Kami melewati area yang bangunannya berwarna-warni seperti pelangi, sudah bisa ditebak dong ini merupakan kawasan LGBT di Sydney. Biasanya kawasan ini ramai pada saat ada party saja kata Ahmad. Kami melaju terus dan sampai di daerah yang jalannya lebih sepi, bukan merupakan jalan utama, ini merupakan pemukiman warga. Makin lama, kami memasuki area pemukiman warga yang ramai oleh mobil-mobil yang parkir di pinggir jalan dan juga banyak cafe-cafe yang masih sepi karena masih cukup pagi dan akhirnyaaa mulai terlihat pantaiiii, disini malah ramai! Kami parkir mobil di depan sebuah rumah karena memang parkirnya agak susah, parkiran ini kami dapat setelah muter-muter gang perumahannya. Tidak terlalu jauh berjalan ke pantainya, kami hanya melewati beberapa gang perumahan. Memang diperbolehkan untuk parkir di depan rumah warga ini, ada peraturannya juga ya!

Ready to go!!
Bangunan pelangi!
Kami menuju Bondi Beach!
Bangunan klasik, cantik!
Memasuki area pemukiman penduduk
Pemukiman penduduk
Cafe-cafe
Cafe-cafe
Pemukiman penduduk
Pantaiiii.. Bondi Beach sudah mulai terlihat!
Pemukiman dekat dengan Bondi Beach
Parkir deh..
Peraturan parkirnya
Really excited to Bondi
Superrr excited!!

Here we are! Bondi Beach!! Saat ini masih sekitar jam 11 siang, temperature udara disini 21°c dengan angin pantai yang lumayan kenceeng jadi tambah dinginnn, padahal matahari cukup terik dan langit cerah banget!! Banyak sekali yang menikmati siang ini di pantai ini, menghabiskan waktu bersama anak-anaknya yang masih kecil-kecil atau bersama pasangannya! Kami berjalan dari ujung pantai ini melalui jalur pejalan kaki yang disediakan. Banyak yang berbikini dan bercalana pantai, tapi saya pakai sepatu kets dan blouse gitu, efek nggak niat ke pantai jadi nggak siapin baju juga..
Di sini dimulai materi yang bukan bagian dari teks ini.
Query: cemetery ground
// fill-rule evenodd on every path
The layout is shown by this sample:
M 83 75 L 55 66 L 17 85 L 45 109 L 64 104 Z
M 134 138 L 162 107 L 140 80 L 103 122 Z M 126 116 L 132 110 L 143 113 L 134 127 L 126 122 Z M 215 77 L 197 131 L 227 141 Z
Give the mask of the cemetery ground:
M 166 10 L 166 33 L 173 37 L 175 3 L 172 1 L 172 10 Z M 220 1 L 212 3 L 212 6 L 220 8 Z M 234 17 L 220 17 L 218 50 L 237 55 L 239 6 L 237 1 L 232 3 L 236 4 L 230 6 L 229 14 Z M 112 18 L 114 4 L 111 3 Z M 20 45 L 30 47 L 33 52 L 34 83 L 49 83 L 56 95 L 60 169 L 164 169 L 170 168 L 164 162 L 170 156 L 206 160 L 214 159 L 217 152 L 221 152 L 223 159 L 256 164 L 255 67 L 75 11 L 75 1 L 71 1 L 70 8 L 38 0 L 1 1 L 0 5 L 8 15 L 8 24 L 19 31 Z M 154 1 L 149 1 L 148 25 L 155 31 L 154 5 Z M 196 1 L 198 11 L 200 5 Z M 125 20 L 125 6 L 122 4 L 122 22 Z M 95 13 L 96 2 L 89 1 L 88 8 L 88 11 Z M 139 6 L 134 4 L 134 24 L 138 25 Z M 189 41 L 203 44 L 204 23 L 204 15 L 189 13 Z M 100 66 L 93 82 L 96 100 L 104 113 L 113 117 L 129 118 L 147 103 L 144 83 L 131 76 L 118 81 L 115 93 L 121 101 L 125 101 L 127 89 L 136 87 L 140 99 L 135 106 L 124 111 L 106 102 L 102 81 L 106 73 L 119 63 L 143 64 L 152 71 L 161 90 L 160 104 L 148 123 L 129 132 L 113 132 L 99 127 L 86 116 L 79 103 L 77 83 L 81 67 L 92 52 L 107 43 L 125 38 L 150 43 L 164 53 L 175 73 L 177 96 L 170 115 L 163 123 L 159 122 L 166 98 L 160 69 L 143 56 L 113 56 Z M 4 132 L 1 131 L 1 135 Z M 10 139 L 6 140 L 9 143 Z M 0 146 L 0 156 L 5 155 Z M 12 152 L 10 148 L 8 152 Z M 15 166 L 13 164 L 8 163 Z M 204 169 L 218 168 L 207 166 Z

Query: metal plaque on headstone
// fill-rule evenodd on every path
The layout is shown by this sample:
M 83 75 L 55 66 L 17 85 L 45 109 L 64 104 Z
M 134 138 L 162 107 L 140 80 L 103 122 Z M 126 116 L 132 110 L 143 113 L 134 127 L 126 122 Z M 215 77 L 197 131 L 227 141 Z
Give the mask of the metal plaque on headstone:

Kami pun duduk-duduk di undakan tangga menghadap ke laut. Di ujung kiri ada bangunan-bangunan penduduk yang posisinya pas banget di pinggir laut, di sebelah kanan ada kolam renang yang berada di pinggir laut, sepertinya milik sebuah hotel. Setelah itu kami pindah ke taman, banyak yang bersantai-santai bahkan sampai tiduran. Sekitar jam 1 siang, Ahmad mengajak kami lagi pergi ke tempat lainnya yang nggak kalah cantik!

Bondi Beach!
Banyak yang mantai di siang hari, karena cuacanya cukup sejuk
Bondi Beach
Bondi Beach
Bondi Beach
Jalur pejalan kaki di Bondi Beach
Saya nggak tahu ini bangunan apa (?)
Bondi Beach
Peraturan pantai Bondi
So happy!
Limusin super panjang!
Sepertinya limusin ini merupakan sewaan untuk wisata
Taman Bondi Beach
Bersantai di taman (tukang foto: saya haha)
Laut yang terlihat dari taman
Tanning or tanned (haha)
Duhhh romantis yaa!
Bangunan di sekitar Bondi
Akhirnya sempet wefie!
Ada si koak jugaa! (read: burung camar)

Selanjutnya, Ahmad membawa kami ke Sydney bagian utara (Northern Beaches) yang ada di seberang Pelabuhan Sydney, perjalanan kesana pastinya melalui Sydney Harbour Bridge. Penghubung antara Sydney CBD dan North Sydney adalah Sydney Harbour Bridge ini, jembatan ini menjadi icon yang terkenal dari Kota Sydney bersamaan dengan Sydney Opera House! Saya merasa kecil saat melewati jembatan ini, saking sangat megah dan kokohnya jembatan ini!! Jembatan ini dibangun pada 28 Juli 1923, menjadi jembatan lengkung besi terpanjang nomor empat di dunia! So cool!!

Kami melewati jalur yang agak menurun, jalurnya memang seperti berbukit. Di kanan kiri jalan adalah perumahan warga atau perbukitan. Jalanannya bagus mengingatkan saya kalau lagi di puncak, tapi ini versi lebih modern! Kami akan ke daerah Dee Why, yang merupakan tempat tinggal Ahmad. Ia berniat mengajak kami makan siang di tempat favoritnya dekat tempat tinggalnya.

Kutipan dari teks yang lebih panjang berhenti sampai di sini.